The passing of Pat Conroy is yet another loss in my reading life. He touched a lyrical nerve in that life, and the magnetism of his dysfunctional family years brought me into his writings. Although a southerner, he was a kindred spirit. Even his college basketball days chronicled in his My Losing Season resonated on a personal basis. He was a point guard in college, one of my dreams when I was much younger, although unrealized.
He died of pancreatic cancer. The worst kind I can think of, my own father having wasted away from the same. And now a dear friend of mine, after successful Whipple surgery five years ago, fighting the unrelenting return of that dreaded disease.

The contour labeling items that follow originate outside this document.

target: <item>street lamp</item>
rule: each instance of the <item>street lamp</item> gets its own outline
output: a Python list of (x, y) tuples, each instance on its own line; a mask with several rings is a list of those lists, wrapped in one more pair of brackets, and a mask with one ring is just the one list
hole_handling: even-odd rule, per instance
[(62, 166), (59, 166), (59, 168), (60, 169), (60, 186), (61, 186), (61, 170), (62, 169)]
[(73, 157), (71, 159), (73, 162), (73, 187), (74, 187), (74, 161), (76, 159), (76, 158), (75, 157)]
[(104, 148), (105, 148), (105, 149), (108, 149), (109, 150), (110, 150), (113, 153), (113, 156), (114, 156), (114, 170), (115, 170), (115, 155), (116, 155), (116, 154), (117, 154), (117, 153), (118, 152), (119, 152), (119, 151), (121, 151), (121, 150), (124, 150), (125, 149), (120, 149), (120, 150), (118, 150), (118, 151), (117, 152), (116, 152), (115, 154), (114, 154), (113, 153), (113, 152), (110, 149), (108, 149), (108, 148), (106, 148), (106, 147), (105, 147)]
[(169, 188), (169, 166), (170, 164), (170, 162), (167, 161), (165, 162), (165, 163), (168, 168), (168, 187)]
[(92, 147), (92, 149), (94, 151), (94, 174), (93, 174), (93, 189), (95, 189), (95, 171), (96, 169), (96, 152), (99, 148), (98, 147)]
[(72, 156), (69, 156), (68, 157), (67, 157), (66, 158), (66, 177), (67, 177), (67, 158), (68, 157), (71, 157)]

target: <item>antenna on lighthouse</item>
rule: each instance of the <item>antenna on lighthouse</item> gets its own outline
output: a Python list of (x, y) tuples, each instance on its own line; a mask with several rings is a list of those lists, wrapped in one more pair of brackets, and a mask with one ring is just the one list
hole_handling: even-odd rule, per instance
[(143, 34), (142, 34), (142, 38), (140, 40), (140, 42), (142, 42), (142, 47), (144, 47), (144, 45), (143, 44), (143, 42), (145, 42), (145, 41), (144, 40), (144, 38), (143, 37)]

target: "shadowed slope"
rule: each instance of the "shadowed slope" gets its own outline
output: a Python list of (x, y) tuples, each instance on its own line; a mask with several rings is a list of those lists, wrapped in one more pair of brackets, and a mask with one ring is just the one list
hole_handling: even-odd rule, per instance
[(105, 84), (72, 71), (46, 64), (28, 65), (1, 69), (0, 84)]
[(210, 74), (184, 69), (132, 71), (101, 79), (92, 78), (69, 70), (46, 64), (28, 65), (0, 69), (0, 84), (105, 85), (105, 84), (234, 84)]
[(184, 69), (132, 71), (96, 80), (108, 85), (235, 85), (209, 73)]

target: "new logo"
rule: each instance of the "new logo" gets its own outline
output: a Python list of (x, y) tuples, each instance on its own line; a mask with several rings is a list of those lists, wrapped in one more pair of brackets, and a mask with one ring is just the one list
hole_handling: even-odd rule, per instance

One by one, the writers I grew up with, Richard Yates, John Cheever, John Updike, and now Pat Conroy, passing. There are other writers taking their place. Literature is alive and well even in this 140 character world, thanks to luminaries such as Conroy.
In his very personal memoir, My Reading Life, the dedication cried out for being reunited with his estranged daughter: This book is dedicated to my lost daughter, Susannah Ansley Conroy. Know this. I love you with my heart and always will. Your return to my life would be one of the happiest moments I could imagine.
My entry on that book, written soon after I emerged from the hospital following complicated open heart surgery, also noted that dedication and expressed my hope that it might lead to reconciliation. I wonder whether it happened, as much for her sake as her father’s.
Goodbye Pat Conroy. You brought beautiful fiction into my world, a Phoenix rising from the ashes of a sorrowful childhood.